The Impact of Hysteresis on the Electrocaloric Effect at First‐Order Phase Transitions

• Published in: physica status solidi (b) Vol. 255; no. 2
• Main Authors: Marathe, Madhura, Ederer, Claude, Grünebohm, Anna
• Format: Journal Article
• Language: English
• Published: 01.02.2018
• Subjects: BaTiO3; electrocaloric effect; first‐order phase transitions; hysteresis; molecular dynamics simulations
• ISSN: 0370-1972; 1521-3951
• DOI: 10.1002/pssb.201700308

We study the impact of thermal hysteresis at the first‐order structural/ferroelectric phase transitions on the electrocaloric response in bulk BaTiO3 by performing molecular dynamics simulations for a first‐principles‐based effective Hamiltonian. We demonstrate that the electrocaloric response can conceptually be separated in two contributions: a discontinuous transitional part, stemming from the jump in entropy at the first order phase transition, and a continuous part, due to the change of polarization and entropy within each phase. This latter part increases with the strength of the applied field, but for small fields it is very small. In contrast, we find a large temperature change of ≈1 K resulting from the transition entropy, which is essentially independent of the field strength. However, due to the coexistence region close to the first order phase transition, this large electrocaloric response depends on the thermal history of the sample and is generally not reversible.
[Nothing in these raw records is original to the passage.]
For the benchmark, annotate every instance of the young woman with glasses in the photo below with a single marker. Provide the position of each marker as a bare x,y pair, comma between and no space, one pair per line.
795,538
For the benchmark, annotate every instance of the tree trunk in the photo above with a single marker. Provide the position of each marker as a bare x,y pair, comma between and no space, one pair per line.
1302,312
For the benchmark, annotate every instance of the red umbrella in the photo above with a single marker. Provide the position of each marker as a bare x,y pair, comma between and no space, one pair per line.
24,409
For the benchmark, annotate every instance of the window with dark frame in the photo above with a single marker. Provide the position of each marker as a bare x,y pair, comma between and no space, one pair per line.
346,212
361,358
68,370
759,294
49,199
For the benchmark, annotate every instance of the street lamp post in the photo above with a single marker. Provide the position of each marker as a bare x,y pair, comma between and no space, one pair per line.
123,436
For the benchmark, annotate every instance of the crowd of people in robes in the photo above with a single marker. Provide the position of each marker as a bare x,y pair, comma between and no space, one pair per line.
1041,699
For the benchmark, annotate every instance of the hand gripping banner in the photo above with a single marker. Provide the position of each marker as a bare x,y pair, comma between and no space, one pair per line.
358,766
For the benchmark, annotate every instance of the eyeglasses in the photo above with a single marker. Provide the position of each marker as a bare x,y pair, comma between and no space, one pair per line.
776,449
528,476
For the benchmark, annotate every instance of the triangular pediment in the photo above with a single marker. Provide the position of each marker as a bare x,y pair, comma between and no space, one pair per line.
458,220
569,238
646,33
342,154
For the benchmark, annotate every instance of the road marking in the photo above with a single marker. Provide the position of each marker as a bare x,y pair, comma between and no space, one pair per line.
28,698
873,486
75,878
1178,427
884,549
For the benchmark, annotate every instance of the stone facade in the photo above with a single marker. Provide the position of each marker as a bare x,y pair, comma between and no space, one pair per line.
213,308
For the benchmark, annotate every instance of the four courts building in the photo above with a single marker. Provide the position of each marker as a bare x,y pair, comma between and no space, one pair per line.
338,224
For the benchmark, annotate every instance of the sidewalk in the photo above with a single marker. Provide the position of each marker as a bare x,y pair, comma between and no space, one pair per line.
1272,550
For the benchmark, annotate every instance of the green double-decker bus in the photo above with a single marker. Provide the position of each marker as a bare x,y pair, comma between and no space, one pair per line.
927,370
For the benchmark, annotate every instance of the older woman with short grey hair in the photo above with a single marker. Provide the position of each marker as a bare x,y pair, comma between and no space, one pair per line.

We show that this irreversibility can be overcome by using larger fields. As shown here, the calculated electrocaloric temperature change for BaTiO3, close to the paraelectric–ferroelectric transition, differs significantly for small fields when the field is applied or removed. Better understanding of such an effect is required for applications. Therefore, using a first‐principles‐based effective Hamiltonian, the authors examine the effect of thermal history of the sample on the electrocaloric effect at small fields and resultant irreversibility within the coexistence region.